Details
-
Bug
-
Resolution: Unresolved
-
Blocker
-
None
-
Lustre 2.10.8
-
None
-
RDMA over Ethernet:
- Mellanox ConnectX-5 adapters , ES7990
- o2iblnd(bond0.881)
- bond0.881: mlx5_0 + mlx5_1 (interfaces from separate HCAs)
- bond0 type is active-passive
-
3
-
9223372036854775807
Description
We have encountered a problem when running RoCEv2 over bonded interfaces.
When bond0 interface is created on top of two slave interfaces beloging to separate HCAs and primary interface fails
after RDMA QPs are created LNET connection is not properly re-established using the backup link.

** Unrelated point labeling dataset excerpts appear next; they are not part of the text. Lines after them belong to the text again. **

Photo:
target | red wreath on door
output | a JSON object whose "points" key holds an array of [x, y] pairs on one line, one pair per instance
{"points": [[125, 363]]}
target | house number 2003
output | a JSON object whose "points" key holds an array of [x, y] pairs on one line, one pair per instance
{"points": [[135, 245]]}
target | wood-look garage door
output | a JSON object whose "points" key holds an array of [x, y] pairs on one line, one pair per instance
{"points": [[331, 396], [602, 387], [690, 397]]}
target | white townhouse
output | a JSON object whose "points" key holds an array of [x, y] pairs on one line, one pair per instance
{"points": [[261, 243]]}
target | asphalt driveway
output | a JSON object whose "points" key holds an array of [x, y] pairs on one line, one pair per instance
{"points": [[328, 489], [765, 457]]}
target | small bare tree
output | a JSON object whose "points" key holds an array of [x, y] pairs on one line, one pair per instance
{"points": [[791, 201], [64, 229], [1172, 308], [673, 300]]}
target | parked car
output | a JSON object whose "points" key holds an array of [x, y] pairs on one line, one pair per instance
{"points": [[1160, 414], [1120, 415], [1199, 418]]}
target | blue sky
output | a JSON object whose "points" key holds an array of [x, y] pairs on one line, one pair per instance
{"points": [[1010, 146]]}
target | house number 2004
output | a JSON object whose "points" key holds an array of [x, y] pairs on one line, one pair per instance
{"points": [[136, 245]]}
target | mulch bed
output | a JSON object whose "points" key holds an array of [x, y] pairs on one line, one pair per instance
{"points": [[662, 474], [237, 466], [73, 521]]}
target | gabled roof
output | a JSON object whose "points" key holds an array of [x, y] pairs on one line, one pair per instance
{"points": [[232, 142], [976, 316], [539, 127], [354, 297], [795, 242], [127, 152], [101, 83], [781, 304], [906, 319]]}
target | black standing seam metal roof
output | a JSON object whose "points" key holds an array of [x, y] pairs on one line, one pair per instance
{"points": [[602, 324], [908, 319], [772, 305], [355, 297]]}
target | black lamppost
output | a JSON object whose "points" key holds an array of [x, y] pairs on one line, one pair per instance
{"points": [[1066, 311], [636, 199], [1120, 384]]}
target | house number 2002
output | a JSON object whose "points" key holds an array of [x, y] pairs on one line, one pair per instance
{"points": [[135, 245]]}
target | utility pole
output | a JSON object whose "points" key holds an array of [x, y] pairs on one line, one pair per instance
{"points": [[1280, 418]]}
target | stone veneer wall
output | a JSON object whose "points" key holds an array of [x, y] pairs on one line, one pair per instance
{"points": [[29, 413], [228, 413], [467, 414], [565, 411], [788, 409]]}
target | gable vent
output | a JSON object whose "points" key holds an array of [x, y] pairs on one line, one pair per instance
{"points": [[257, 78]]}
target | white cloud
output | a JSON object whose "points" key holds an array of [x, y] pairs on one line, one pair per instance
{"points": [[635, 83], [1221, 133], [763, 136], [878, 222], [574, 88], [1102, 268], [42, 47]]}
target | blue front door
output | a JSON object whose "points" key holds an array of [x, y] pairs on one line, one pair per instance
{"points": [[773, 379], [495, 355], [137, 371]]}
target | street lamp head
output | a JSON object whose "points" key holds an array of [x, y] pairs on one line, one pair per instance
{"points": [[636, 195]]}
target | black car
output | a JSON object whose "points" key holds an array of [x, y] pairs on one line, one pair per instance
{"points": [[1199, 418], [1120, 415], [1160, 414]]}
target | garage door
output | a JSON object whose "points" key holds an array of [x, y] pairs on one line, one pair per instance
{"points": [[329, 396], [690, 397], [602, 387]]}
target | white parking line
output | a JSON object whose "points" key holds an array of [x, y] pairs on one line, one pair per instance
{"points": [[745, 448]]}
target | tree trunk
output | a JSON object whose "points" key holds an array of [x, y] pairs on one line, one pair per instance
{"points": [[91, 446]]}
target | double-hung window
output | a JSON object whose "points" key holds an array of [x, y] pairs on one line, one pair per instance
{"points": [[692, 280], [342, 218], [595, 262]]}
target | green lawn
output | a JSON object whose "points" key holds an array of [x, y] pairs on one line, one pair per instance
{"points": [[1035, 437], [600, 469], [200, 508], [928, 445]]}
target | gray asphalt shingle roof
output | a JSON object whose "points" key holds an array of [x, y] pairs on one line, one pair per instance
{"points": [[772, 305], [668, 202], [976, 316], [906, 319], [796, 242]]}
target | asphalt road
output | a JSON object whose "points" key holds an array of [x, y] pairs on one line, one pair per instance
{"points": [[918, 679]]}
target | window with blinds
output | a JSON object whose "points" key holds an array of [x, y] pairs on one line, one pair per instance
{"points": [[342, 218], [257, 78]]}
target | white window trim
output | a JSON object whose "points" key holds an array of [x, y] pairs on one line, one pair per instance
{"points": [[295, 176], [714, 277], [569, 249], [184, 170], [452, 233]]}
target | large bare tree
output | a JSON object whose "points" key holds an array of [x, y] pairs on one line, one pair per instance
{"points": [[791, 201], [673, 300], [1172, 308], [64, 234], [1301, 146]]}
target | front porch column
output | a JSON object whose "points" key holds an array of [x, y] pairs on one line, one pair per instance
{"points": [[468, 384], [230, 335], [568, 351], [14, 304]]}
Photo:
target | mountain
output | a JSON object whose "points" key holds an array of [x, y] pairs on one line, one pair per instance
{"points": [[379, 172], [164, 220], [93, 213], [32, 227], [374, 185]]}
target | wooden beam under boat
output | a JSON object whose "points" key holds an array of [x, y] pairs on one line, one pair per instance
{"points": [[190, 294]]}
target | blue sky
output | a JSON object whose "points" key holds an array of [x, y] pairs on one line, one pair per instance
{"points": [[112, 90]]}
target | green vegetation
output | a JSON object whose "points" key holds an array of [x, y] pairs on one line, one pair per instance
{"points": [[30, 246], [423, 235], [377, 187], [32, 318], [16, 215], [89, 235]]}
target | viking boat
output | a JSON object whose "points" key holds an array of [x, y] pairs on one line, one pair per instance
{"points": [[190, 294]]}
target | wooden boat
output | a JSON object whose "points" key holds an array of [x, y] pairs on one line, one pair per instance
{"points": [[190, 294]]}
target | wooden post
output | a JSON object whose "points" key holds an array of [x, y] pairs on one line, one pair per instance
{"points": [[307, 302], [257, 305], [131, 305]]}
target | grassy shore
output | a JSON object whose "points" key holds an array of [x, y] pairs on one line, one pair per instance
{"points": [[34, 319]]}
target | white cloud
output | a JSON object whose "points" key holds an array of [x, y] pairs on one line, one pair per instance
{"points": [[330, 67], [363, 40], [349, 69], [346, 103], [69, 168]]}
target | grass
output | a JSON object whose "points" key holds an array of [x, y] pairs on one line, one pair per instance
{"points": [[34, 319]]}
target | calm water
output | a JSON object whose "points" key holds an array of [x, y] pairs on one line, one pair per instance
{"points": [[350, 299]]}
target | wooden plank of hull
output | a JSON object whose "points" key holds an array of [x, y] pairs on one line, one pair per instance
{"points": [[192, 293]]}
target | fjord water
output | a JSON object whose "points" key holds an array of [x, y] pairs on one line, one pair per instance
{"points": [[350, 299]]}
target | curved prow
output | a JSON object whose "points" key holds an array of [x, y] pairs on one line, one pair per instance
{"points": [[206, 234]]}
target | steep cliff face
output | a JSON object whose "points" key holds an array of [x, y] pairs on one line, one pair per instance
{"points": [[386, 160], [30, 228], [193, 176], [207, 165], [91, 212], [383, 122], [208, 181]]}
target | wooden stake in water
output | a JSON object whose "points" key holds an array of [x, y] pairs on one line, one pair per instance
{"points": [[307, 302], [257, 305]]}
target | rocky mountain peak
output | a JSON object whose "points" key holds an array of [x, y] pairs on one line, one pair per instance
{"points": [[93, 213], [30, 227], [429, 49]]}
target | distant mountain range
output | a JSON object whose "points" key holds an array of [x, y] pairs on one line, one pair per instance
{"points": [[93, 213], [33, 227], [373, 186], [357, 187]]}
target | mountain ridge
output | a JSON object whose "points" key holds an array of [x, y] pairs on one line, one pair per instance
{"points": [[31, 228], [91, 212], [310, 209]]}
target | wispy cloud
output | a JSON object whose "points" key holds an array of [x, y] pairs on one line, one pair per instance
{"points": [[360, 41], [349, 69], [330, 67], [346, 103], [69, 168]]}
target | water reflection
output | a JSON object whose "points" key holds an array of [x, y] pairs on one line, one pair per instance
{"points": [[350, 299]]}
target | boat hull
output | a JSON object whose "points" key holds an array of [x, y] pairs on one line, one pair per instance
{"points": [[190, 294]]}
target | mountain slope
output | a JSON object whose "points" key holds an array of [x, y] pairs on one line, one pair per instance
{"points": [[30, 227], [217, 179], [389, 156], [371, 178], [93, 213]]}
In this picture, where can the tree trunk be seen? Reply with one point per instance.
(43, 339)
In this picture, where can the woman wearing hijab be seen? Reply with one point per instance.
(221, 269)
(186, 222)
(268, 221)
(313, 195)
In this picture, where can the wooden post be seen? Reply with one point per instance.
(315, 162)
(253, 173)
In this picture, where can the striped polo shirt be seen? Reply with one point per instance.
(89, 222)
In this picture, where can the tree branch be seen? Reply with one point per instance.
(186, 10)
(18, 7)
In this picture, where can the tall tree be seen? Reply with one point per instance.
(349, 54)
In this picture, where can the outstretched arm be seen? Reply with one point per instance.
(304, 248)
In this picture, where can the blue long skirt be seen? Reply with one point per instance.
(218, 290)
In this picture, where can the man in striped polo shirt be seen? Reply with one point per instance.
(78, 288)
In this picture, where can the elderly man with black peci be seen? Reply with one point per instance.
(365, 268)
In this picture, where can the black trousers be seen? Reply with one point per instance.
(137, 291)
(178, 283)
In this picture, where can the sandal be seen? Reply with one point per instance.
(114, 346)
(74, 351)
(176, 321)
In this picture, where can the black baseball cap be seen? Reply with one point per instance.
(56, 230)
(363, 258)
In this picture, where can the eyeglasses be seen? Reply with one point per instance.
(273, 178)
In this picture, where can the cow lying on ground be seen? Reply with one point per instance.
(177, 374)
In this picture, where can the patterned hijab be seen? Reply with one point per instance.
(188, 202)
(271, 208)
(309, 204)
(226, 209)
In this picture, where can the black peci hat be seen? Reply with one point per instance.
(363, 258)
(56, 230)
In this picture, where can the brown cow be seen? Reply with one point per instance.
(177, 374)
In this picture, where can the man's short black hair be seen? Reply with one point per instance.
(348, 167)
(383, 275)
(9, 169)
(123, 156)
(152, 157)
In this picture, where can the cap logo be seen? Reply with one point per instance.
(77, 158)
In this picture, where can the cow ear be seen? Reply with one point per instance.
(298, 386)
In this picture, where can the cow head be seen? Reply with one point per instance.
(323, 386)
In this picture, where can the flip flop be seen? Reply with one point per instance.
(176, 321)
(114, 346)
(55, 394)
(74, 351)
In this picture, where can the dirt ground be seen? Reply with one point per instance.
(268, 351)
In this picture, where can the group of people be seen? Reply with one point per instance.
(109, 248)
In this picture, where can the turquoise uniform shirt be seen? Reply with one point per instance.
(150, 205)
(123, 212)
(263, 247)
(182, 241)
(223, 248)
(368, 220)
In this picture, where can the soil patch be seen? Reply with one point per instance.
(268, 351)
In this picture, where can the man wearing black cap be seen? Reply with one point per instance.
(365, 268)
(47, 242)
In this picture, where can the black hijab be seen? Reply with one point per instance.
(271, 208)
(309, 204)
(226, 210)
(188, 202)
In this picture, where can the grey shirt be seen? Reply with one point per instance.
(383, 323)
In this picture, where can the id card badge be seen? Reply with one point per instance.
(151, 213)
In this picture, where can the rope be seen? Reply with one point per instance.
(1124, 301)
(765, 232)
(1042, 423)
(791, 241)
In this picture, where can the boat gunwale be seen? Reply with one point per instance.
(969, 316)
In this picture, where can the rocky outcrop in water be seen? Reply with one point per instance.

In such case only solution is to reenable/fix primary interface or restart lnet by reloading kernel modules.
Problem has been seen on ES7990 as well as in vanilla lustre 2.10.*
Normaly when bonding is created on top of two ports belonging to the same HCA - mlx driver is handling link failure by moving QPs. In case described above link failure must be handled in ko2iblnd driver.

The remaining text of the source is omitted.